Wednesday, November 23, 2011

The Very Picture of You by Isabel Wolff

Once again, Isabel Wolff and her chick lit do not disappoint.  Yes, it’s light.  Yes, it’s predictable.  But, it’s fun.  And Wolff is a strong author who can create strong characters and semi-believable tales.  This one finds the main character Ella Graham as a popular portrait painter in London’s inner circles.  Her newly-engaged sister commissions a portrait of her fiancé and Ella encounters problems when she finds herself attractive to the fiancé.  Other fascinating storylines stem from the different clients Ella is assigned to paint, but the main focus is Ella’s woes with her sister’s fiancé.  Wolff combines just the right combination of wispy prose with heartfelt stories and quality writing for this to be a perfect weekend read! 

Tuesday, November 8, 2011

The Marriage Plot by Jeffrey Eugenides

Featuring three Brown University seniors in 1982, The Marriage Plot captures the coming of age, apprehension and indecisiveness of timeless college graduates.  Eugenides, a Princeton professor and Brown graduate, writes with knowledgeable authority about the college setting.  Mitchell Grammaticus loves Madeleine Hanna and Madeleine Hanna loves Leonard Bankhead, rather unique names in an all too familiar college love triangle.  Madeleine is writing her senior thesis on Victorian novels and has been rejected by Yale graduate school, Mitchell is a religious studies major who plans a graduation trip to India, and Leonard has accepted a biology research fellowship on Cape Cod. As these three seniors make decisions concerning their future it seems that all three are struggling in their own way to find goodness and do the right thing. Madeleine falls in the female trap of confusing love with a need to save and mother a man. Mitchell confuses love with destiny,  and Leonard rejects love under the paralysis of manic depression.  Quite realistic in the characterization of the three students, their parents, and friends, the novel changes between the voices of the three students as the novel progresses. There is an art to capturing the right texture and rhythm of dialogue and Eugenides excels.  His affection for the characters is evident and he interjects humor throughout the novel to lighten the serious moments.

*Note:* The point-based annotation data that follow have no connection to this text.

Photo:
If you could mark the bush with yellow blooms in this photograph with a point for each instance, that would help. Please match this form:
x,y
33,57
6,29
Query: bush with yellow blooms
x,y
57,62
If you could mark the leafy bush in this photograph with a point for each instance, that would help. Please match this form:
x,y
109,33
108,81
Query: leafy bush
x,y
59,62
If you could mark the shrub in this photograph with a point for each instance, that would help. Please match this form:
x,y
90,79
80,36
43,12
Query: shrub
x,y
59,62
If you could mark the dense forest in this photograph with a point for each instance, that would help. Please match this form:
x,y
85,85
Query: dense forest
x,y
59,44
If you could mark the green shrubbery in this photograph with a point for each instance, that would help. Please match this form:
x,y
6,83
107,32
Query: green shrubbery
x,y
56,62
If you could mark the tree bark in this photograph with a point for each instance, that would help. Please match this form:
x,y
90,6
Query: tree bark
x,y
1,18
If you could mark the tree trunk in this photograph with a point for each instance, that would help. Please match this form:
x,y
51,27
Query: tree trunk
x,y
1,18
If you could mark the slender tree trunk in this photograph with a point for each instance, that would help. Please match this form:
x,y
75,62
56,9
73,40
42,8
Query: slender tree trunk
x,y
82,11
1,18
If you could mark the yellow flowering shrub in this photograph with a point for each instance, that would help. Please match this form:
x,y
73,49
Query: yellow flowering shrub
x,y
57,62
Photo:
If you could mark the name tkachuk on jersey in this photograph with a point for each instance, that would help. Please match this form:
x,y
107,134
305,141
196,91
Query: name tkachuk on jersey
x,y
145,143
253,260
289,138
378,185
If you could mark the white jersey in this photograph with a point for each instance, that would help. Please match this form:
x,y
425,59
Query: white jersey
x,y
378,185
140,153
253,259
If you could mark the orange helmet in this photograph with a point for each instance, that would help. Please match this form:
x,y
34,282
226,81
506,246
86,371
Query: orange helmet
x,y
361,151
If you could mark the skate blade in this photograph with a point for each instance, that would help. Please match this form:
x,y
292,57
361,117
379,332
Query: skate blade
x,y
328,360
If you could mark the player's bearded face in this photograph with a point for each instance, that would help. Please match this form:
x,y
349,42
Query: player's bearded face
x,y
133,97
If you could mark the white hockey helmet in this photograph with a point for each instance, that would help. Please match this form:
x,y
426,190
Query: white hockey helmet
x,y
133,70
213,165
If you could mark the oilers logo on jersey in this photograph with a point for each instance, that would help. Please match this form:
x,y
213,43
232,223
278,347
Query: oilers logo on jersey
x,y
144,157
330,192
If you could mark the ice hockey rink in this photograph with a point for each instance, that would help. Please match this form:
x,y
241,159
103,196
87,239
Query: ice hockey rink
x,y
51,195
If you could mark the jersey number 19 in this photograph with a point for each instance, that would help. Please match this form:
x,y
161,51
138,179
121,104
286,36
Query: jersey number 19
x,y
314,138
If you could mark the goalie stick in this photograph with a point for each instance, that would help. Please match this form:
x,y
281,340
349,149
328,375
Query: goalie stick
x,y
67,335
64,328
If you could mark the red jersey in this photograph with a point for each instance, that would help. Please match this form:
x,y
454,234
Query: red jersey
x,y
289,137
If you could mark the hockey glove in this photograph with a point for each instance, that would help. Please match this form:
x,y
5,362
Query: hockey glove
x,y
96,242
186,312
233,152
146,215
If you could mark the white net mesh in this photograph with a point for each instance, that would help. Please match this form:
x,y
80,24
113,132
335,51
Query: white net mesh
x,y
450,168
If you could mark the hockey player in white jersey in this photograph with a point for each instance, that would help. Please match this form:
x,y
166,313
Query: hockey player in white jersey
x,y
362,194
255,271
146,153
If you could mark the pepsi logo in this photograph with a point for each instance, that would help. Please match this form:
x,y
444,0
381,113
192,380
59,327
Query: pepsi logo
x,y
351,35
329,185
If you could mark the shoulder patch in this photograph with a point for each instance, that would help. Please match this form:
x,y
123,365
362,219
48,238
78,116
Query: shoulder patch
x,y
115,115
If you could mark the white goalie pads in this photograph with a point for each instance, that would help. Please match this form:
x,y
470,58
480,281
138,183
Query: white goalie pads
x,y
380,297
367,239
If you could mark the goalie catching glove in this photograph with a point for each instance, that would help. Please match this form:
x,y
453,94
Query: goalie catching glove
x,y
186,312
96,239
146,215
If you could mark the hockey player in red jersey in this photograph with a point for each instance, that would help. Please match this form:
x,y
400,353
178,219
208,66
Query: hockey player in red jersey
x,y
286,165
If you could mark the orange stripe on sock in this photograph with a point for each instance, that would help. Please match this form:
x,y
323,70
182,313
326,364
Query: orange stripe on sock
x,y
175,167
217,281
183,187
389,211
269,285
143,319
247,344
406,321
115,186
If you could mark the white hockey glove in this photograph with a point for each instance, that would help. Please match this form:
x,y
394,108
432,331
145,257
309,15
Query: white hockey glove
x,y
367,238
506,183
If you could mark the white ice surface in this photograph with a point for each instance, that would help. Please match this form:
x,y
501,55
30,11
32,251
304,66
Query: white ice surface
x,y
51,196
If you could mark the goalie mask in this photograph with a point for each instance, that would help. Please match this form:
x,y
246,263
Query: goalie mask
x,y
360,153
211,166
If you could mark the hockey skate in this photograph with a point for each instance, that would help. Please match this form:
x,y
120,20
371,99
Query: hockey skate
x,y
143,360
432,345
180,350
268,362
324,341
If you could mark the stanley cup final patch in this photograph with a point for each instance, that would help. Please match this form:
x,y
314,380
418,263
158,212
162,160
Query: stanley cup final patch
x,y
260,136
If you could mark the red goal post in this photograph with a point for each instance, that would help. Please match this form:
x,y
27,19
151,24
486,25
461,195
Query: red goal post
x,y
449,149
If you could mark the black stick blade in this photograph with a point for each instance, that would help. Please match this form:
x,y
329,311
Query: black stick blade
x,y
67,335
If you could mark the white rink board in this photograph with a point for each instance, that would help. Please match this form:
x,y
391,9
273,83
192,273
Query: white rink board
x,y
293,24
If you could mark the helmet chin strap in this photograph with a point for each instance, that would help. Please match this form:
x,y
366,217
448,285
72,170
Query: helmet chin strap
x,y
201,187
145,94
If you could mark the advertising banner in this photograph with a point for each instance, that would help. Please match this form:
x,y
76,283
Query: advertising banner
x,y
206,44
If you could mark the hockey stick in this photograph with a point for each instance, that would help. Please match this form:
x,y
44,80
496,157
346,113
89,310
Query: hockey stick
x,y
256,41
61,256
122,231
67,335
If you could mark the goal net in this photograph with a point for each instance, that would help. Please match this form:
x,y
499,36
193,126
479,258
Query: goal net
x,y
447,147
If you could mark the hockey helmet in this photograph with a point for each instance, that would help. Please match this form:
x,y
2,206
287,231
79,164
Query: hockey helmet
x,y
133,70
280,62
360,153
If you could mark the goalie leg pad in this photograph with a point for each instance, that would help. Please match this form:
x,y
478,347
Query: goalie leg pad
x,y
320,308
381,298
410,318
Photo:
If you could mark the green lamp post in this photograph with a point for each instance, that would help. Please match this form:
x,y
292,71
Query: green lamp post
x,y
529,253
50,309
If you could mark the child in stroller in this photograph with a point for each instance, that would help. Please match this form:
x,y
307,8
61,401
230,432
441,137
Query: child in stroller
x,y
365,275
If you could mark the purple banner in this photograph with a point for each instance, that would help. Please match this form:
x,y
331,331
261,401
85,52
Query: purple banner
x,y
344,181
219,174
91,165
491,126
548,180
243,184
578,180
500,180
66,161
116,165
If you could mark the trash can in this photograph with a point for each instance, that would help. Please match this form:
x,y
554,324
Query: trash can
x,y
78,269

Nightwoods by Charles Frazier

Written in lush and lyrical language complimenting the North Carolina forest setting, the novel is a thriller, romance, and character study. Luce is a spunky loner who has abandoned social interactions and lives as a caretaker for an abandoned summer lodge miles from town. Her solitary existence is drastically interrupted as a social worker delivers the children of her murdered sister. The children are mute and unresponsive. Without any experience in the care of children, she must be their protector and savior. Meanwhile the father is lurking in the background freed from the murder of his wife and trying to find hidden sums of money. If Luce is the heroine, Bud the father, is the villain of the narrative. In capturing the mind, motivations and self-pitying justifications of this psychopath, Frazier’s words glow.  Luce cares for the children, a stranger visits and a romance begins. As the action advances, Bud, the children, and Luce become entwined in fearful suspense. Providing the welcome escape that readers crave, Frazier journeys to another time and place. Lovers of Cold Mountain will not be disappointed with Nightwoods.